Главной бедой горных заводов была система приписки. Она заключалась в том, что к каждому заводу было приписано определённое количество деревень, иногда отстоявших от завода на сотни вёрст. (Например, при Шайтанских заводах Демидова работали крестьяне из села Богородского под Кунгуром; это село отстояло от завода более чем на 200 км.) Заводчик платил в казну подати за крестьян этих деревень, а за это крестьяне должны были летом отрабатывать заводские повинности: рубить и возить лес, выжигать уголь, добывать руду в каменоломнях.
Существовали определённые нормы приписки. На каждую доменную печь приписывалось 100 дворов крестьян, на молот — 35 дворов, на завод самого малого размера — 160 дворов. На медеплавильных заводах приписывали по 50 дворов на каждую тысячу пудов выплавляемой меди.

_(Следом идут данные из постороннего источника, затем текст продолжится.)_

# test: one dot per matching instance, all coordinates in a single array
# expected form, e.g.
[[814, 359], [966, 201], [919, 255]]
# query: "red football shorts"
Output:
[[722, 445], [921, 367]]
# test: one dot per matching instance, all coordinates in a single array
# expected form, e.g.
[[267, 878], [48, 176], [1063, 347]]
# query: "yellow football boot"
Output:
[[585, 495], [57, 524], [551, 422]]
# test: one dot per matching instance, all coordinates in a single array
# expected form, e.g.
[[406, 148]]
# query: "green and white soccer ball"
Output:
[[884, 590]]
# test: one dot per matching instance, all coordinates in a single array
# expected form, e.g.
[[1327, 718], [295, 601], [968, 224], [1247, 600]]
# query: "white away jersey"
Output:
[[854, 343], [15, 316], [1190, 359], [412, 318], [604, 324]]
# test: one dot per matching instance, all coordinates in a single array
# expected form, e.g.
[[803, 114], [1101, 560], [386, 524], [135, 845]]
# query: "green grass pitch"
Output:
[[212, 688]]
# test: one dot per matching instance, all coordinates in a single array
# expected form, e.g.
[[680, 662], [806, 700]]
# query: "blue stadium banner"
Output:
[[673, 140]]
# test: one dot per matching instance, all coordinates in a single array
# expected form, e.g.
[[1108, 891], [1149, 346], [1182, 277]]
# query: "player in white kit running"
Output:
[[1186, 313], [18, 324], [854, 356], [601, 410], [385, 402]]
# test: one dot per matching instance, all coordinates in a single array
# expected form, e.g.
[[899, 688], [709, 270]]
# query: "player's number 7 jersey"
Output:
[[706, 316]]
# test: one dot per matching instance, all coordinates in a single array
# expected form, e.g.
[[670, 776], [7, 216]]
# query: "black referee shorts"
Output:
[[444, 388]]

Непосредственно на заводе приписные крестьяне не работали. Но вместо того, чтобы пахать и сеять на своих полях, а потом собирать урожай, эти крестьяне были вынуждены уходить весной на завод и работать для завода до поздней осени. Крестьянин возвращался в свою деревню, не сделав никаких запасов на зиму. Всю зиму он с семьёй голодал, а весной его снова угоняли на завод. Заводские нормы выработки были так велики, что зачастую крестьянин ещё и оставался в долгу перед заводчиком. Эта каторга и кабала одновременно вызывали страшное недовольство народа.
Первое организованное выступление крестьян против приписки случилось в 1703 году на Сылве. Сылвенские крестьяне были недовольны припиской к демидовским заводам. Поводом к бунту стала принудительная работа по копке руды на речках Бым и Турка.
В начале июля волнения охватили весь Кунгурский уезд. Во главе восставших встали крестьяне Авдей Пигилев и Тихон Печерских. Около семи сотен вооружённых повстанцев 17 июля осадили крепость Кунгур. Должностных лиц, вышедших навстречу, они прогнали. Тогда воевода Текутьев послал к мятежникам стрельцов, и те обманом смогли захватить зачинщиков мятежа. Возмущённые крестьяне пошли в атаку. Стрельцы укрылись за крепостными стенами Кунгура. Воевода Калитин приказал открыть по наступающим пушечный огонь. Приступ удалось отразить, но крестьяне не разошлись, а обложили город осадой, выставив караулы. Воевода Калитин предпочёл тайком бежать из города и пробираться на горные заводы, вымаливая помощь.
18 июля восставшие снова пошли на приступ, но снова были отбиты и теперь откатились к Ординскому острожку за 30 вёрст от Кунгура, но оружия не сложили. В Кунгуре пытали Пигилева и вызнали, что крестьяне хотят потребовать у администрации города показать им царский указ о приписке, а потом всё равно «убить до смерти» всех в городе, даже воевод. «И не исполня де ими, крестьянами, злого своего намерения, от города бы не ототти».